How fascinating. It depends on your definition of Asperger's, of course. Simply missing one of the diagnostic criteria would do it for one definition, which would yield a BAP who was essentially me, with one minor change. (Which one? Impairment? No delay in speech or self-help skills? Special interests? I guess, going with the requirement for impairment to be present, I'd actually be a worse person; it got me out of a bad situation by making it so bad it wasn't ignorable anymore.)
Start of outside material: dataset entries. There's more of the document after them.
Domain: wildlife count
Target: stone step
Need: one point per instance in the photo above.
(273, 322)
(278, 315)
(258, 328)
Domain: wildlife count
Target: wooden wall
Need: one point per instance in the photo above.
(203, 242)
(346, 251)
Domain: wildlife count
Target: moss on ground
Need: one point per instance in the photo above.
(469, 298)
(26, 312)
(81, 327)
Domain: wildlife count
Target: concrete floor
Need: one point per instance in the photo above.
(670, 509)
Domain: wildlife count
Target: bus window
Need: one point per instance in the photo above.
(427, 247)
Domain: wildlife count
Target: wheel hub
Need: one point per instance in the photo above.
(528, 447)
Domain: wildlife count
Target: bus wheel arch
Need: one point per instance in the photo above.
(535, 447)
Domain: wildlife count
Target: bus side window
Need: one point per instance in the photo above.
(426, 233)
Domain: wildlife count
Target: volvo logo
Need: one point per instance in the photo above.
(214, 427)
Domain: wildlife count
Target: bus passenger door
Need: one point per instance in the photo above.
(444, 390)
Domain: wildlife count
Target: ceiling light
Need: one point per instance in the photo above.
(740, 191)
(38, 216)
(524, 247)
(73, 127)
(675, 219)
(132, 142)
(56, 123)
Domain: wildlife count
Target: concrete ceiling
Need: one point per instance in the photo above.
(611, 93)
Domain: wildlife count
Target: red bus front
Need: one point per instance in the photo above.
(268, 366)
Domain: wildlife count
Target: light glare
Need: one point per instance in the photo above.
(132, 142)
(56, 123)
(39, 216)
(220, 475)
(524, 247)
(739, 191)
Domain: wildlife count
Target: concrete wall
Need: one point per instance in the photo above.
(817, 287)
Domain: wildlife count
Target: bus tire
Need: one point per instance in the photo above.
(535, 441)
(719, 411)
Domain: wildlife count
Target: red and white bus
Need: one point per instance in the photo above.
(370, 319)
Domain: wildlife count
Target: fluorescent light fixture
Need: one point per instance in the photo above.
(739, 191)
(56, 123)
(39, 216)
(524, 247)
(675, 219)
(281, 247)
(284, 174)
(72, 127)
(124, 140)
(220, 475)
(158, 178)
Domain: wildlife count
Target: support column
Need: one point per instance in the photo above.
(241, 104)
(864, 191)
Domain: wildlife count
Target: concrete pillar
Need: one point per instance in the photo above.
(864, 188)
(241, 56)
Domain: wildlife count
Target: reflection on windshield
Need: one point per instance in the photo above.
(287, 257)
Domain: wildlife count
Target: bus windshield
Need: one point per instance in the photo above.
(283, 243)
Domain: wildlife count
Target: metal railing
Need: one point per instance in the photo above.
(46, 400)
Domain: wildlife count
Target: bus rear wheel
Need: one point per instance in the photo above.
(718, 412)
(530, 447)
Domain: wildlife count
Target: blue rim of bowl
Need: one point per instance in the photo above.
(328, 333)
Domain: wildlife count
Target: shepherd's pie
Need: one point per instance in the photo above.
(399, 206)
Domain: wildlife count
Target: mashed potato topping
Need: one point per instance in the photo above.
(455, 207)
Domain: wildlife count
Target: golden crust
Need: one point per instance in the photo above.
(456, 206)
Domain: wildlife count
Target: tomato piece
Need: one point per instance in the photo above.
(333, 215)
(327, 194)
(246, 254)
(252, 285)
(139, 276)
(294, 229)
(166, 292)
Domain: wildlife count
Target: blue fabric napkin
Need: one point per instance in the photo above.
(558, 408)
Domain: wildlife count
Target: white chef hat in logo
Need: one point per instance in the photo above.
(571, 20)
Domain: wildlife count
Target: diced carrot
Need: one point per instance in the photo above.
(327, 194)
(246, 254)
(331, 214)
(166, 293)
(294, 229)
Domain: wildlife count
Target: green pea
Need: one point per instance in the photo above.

Or if you say that I have to be normal-- ah, but it doesn't work that way. There are NTs with special interests, introverted NTs, unwashed NTs, fashion-challenged NTs... I don't think there are NTs with the trace of synesthesia (I'm not synesthetic, but I don't know what else to call it when I have colored days of the week and such things), or NTs with the same sensory stuff, so we can go with that, but those aren't in the diagnostic criteria...

Hmm.

Suppose I had been NT. Let's just go with a sort of "know it when I see it" definition, and say that I would have been extraverted (I might still have been; I was a lot less introverted before some stuff happened). I would definitely have been good at it. I would be less clumsy (gross motor delays are characteristic). I would probably be very close to my mother, and we probably wouldn't... ah, but maybe that's just our personality clash. Or is it? I can't tell. Suppose it is. I wouldn't understand my dad, so I'd be estranged from both parents, but would see nothing wrong with lying and deceiving them to make them think I loved them...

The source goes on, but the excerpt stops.